TRIO Best Practice articles are brief, structured reviews designed to provide the busy clinician with a handy outline and reference for day-to-day clinical decision making. The ENTtoday summaries below include the Background and Best Practice sections of the original article. To view the complete Laryngoscope articles free of charge, visit Laryngoscope.
Explore this issue:December 2017
The Eustachian tube ventilates the middle ear, and its dilatory dysfunction leads to the development of middle ear diseases such as acute otitis media, otitis media with effusion (OME), tympanic membrane (TM) retraction pockets, and cholesteatoma. Although knowledge of the ear’s Eustachian tube function is essential for assessing the likely success of any middle ear surgery, no test is considered gold standard for diagnosis of Eustachian tube dysfunction. Otoscopy and pneumatic otoscopy are initial, quick techniques for clinically assessing Eustachian tube function. If one ear has a TM perforation, however, it can be difficult to assess the function of its Eustachian tube because pneumatic otoscopy and tympanometry are unhelpful. In these cases, many otolaryngologists will infer the state of the Eustachian tube on the side of the perforation from that of the contralateral intact one.

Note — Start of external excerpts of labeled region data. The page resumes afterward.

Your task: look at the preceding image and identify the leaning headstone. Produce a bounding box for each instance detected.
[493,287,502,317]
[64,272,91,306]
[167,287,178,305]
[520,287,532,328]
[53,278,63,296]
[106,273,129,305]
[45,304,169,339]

Although there is little physiologic data comparing Eustachian tube function in each ear, clinically relevant information can be gleaned from studies on surgical outcomes. A normal pneumatic otoscopic exam of the contralateral ear, for instance, may predict increased success with myringoplasty. Until the development of novel tests of Eustachian tube function in the presence of a perforation, clinicians should use the status of the contralateral ear as a guide for clinical decision making, keeping in mind that Eustachian tube function can differ between ears (Laryngoscope. 2017;127:1491–1492).